Das Sozialgericht (SG) hat die BA verurteilt, der Klägerin „Alhi ohne Anrechnung von Einkommen ihres Vaters … zu gewähren” (Urteil vom 17. November 1986). Das LSG hat die zugelassene Berufung der Beklagten zurückgewiesen (Urteil vom 25. September 1987).

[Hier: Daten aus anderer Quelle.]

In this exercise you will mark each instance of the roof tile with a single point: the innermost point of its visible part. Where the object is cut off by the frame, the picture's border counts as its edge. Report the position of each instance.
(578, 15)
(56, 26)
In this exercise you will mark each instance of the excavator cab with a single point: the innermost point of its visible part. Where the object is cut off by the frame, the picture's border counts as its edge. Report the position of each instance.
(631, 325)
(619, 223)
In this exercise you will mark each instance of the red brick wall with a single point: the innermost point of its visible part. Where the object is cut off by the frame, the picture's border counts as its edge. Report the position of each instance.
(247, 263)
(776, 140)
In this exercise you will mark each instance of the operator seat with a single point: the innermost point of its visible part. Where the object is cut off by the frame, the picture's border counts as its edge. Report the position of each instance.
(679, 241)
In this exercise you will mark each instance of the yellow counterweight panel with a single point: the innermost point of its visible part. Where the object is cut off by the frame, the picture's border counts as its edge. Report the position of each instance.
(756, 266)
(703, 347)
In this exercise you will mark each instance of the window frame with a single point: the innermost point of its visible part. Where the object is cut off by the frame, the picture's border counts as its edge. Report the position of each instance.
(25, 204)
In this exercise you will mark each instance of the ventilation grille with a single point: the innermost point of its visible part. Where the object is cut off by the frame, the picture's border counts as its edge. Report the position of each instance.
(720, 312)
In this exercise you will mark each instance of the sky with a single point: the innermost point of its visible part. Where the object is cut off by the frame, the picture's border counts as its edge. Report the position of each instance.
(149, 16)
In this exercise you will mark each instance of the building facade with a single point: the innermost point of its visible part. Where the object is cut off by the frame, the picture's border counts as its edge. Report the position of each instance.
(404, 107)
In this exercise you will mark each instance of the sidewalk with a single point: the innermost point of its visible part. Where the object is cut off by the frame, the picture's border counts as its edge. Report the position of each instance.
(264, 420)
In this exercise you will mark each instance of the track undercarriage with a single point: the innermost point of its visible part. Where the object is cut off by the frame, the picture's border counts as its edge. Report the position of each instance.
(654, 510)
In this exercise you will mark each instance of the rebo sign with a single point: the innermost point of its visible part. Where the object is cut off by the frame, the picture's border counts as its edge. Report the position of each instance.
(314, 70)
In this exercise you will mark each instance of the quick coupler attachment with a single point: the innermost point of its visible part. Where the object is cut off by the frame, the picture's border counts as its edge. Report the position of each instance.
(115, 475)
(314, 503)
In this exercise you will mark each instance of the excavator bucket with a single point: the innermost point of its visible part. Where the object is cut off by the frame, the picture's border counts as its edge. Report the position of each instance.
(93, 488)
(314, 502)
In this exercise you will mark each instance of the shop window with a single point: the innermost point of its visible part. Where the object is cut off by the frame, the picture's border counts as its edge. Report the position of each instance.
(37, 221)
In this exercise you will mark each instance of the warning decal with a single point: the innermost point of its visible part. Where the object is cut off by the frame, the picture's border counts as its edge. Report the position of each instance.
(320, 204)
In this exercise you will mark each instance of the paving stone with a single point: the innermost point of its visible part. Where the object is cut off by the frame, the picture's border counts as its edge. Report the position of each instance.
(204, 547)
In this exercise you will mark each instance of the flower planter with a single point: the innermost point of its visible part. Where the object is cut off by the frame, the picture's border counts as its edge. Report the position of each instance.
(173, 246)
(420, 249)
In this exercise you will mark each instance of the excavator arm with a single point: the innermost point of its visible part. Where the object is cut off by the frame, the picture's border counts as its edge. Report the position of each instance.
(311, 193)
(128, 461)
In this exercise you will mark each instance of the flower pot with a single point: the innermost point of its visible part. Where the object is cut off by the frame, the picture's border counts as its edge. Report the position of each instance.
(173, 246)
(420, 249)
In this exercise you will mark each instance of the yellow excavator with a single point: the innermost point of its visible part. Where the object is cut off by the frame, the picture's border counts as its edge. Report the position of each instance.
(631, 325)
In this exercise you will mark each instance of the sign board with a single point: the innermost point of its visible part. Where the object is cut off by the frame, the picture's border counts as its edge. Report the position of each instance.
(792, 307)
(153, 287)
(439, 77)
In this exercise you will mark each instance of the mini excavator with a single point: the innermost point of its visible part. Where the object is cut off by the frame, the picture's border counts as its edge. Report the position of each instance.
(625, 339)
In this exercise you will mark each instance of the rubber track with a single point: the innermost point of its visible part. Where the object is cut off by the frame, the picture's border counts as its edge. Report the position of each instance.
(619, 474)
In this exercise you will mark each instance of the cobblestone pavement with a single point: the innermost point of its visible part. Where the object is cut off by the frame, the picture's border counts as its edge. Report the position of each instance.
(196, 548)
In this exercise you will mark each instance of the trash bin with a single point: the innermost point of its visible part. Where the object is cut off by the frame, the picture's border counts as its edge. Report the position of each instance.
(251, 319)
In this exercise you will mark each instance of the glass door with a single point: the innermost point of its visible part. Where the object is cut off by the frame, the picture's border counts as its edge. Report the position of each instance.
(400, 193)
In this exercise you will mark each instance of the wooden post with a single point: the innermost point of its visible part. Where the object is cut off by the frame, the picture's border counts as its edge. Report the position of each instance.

Mit der zugelassenen Revision rügt die Beklagte Verletzung des § 138 Abs 1 Ziff 1 des Arbeitsförderungsgesetzes (AFG), des § 10 Ziff 1 der Alhi-Verordnung und des § 103 des Sozialgerichtsgesetzes (SGG).

Die Beklagte beantragt,

das Urteil des Landessozialgerichts Rheinland-Pfalz vom 25. September 1987 sowie das Urteil des Sozialgerichts Speyer vom 17. November 1986 aufzuheben und die Klage abzuweisen.

Die Klägerin beantragt,

die Revision zurückzuweisen.

 

Entscheidungsgründe

II

Die Revision der Beklagten ist nicht begründet.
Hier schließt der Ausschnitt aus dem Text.